Ap Cymru rotated his head through 180 degrees like an owl, and spoke down toward the other man: “Excellency, that noise did not sound like a footstep.”
“Ho hem. Maybe it was the sound of someone’s grade average falling. This is alleged to be a school, you know. It is an excellent place to learn a lesson. Would you like me to teach you a lesson, Fraud?”
“Excellency, I have not betrayed you.”
“And you give me your word, as a traitor?”
“Whom have I betrayed, Excellency?”
“Boreas told you his plans in confidence.”
“Sir, he did not explicitly say not to tell you.”
“Hum hemp hump. Well, I can see that. How could he overlook to say, by-the-by, don’t spill my plans to the one person everyone thinks is dead, buried alive, having fallen farther than an anvil dropped from the zenith can fall in nine times the space that measures day and night, into the Tartarian Pit, after having been shot in the mouth and the eye by the Queen of Huntresses, whose bow of certain death leaves no prey alive? Yes, you are right. An obvious angle. The windbag should have covered it. Hired a lawyer before speaking to you.”
“Lord, why would I lie to you?”
“Why would the Goddess of Lies in disguise lie to the Father of Lies? Hmm… let me think…”
“Boreas had schemed to lure the Uranian girl from her room tonight, in such a fashion as to put her in his debt. Perhaps she is less venturesome than he assumed.”
“No, she is merely more clever than he assumed. No matter.”
Now the man in the mackintosh jumped to his feet, snatching up the umbrella from behind him. He snapped the handle shut and struck a pose.
“I am a god, one of the Twelve! Boreas is a god as well, true, but his domain is only over the air that moves between north-northwest and north-northeast. My angle of action is larger.
“Fate is my toy to toy with as I will. I ordained that what Boreas wove into the tapestry of destined things would come unravelled. I ordained that the girl would find her bauble tonight; it has happened, or will. I ordained that she and I would meet; I assume she is watching us now.
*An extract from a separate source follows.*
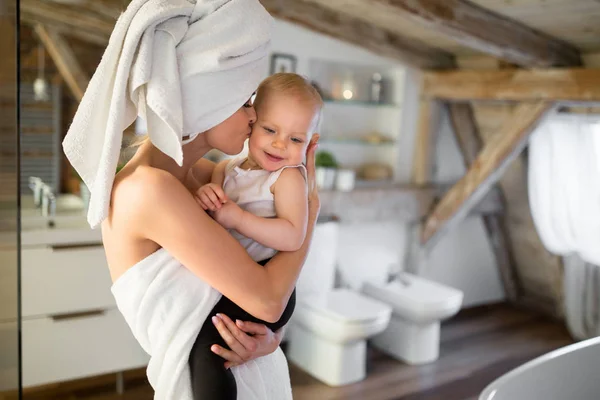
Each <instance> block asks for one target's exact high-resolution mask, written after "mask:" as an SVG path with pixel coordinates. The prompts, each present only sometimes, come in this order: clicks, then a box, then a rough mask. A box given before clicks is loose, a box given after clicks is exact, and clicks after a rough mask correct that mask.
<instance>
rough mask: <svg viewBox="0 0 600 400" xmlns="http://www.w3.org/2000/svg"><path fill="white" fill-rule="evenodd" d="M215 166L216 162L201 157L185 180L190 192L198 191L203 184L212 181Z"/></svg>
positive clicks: (185, 183) (193, 166)
mask: <svg viewBox="0 0 600 400" xmlns="http://www.w3.org/2000/svg"><path fill="white" fill-rule="evenodd" d="M214 168H215V163H214V162H212V161H210V160H207V159H206V158H201V159H200V160H198V162H196V164H194V166H192V168H190V170H189V171H188V173H187V175H186V177H185V181H184V184H185V187H187V189H188V190H189V191H190V193H196V191H197V190H198V189H199V188H200V187H201V186H202V185H204V184H205V183H206V182H210V180H211V176H212V174H213V170H214Z"/></svg>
“Little girl, wherever you are, in this dimension or in another, hear my words: I am your friend at a time when you will need friends most needfully. I offer you rescue, advice as honest as will suit my needs, power, glory, wealth, blah, blah, blah. The whole nine yards. I will grant you three wishes, but do not ask for immortality without asking for eternal youth. Think it over.
“OK, lesson over. Were you taking notes, Taffy ap Cymru? That is how to be a master of intrigue.”
Ap Cymru rotated his head left and right. “Do you say she is in this room, invisible?”
“No. She is in plain sight, just not in our plain sight. Time’s up! Are you going to turn me in?”
“Sir?”
“You could get a very good price for my head.”
“Excellency, you will give me a better price for helping you keep it on your shoulders. When you are Father of Gods, make me Father of Lies.”